Here's the test of the press release:

HBO turns 'Fire' into fantasy series
Cabler acquires rights to Martin's 'Ice'
By MICHAEL FLEMING

HBO has acquired the rights to turn George R.R. Martin's bestselling fantasy series "A Song of Fire & Ice" into a dramatic series to be written and exec produced by David Benioff and D.B. Weiss.

"Fire" is the first TV project for Benioff ("Troy") and Weiss ("Halo") and will shoot in Europe or New Zealand. Benioff and Weiss will write every episode of each season together save one, which the author (a former TV writer) will script.

The series will begin with the 1996 first book, "A Game of Thrones," and the intention is for each novel (they average 1,000 pages each) to fuel a season's worth of episodes. Martin has nearly finished the fifth installment, but won't complete the seven-book cycle until 2011.

The author will co-exec produce the series along with Management 360's Guymon Casady and Created By's Vince Gerardis.

Martin's series has drawn comparisons to J.R.R. Tolkien, because both are period epics set in imagined lands. But Martin has eschewed Tolkien's good-vs.-evil theme in favor of flawed characters from seven noble families.

The book has a decidedly adult bent, with sex and violence comparable to series like "Rome" and "Deadwood."

"They tried for 50 years to make 'Lord of the Rings' as one movie before Peter Jackson found success making three," Martin said. "My books are bigger and more complicated, and would require 18 movies. Otherwise, you'd have to choose one or two characters."

Aside from writing the most recent draft of "Halo," Weiss recently adapted the William Gibson novel "Pattern Recognition" for WB and director Peter Weir.

Benioff and Weiss were repped by CAA and Management 360.


Aside from Martin's claim that he'll be done with the series by 2011 (surely one of the larger "Yeah, right"-types of claims in recent years!), this is a pretty ambitious project. I'm not sure how many episodes constitutes a "season", but even distilling A Storm of Swords down to twenty-two or so hour-long episodes is going to involve quite a bit of condensing.

And I'm sure the inevitable "They'd better get _____ to play Jon Stark!" debates will get heated, as well as the response to whatever actual casting decisions are eventually made. And they'd better get a good composer, too.

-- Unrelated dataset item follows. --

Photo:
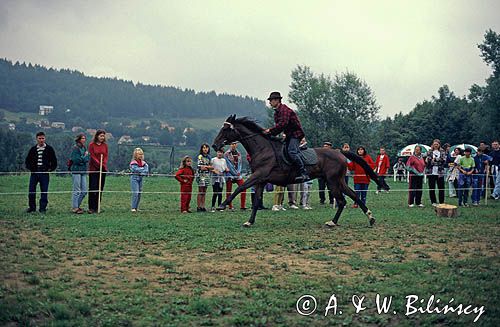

Hmmmm...who should they get to play Hodor?

4 comments:

barbara barnett said...

So now you have me curious. Which part do you see Hugh Laurie playing?

Anonymous said...

Jaq - HBO series typically have 10-13 episode seasons, so from what you're saying they'll have an even harder job condensing. I've long hoped that one of the pay-networks would take a similar approach with Stephen King's Dark Tower series.

Anonymous said...

As a person who is not familiar with the series, my question is with the adult content. Will they have to add this content, or is it already in the literature?

Kelly Sedinger said...

Barbara: Well, I was just tossing Laurie's name out there on the basis of a few posts below this, but after actually thinking about it, he could probably do Littlefinger pretty well, no?

John/Tosy: 10-13? That's it? You can tell I don't watch Sopranos or any of those shows. Wow, they're going to have to do a lot of condensing, indeed.

Jeff: The books are chock full of adult content. The violence is very explicit; there's a lot of sexual content (especially in the most recent volume, boy howdy); one of the series' key relationships is directly incestuous; and so on. Sometimes, when reading it, I find it bordering on unseemly, to be honest. Luckily, the other stuff is usually good enough to help me overlook all that (although the last book was pretty dull, to be totally honest).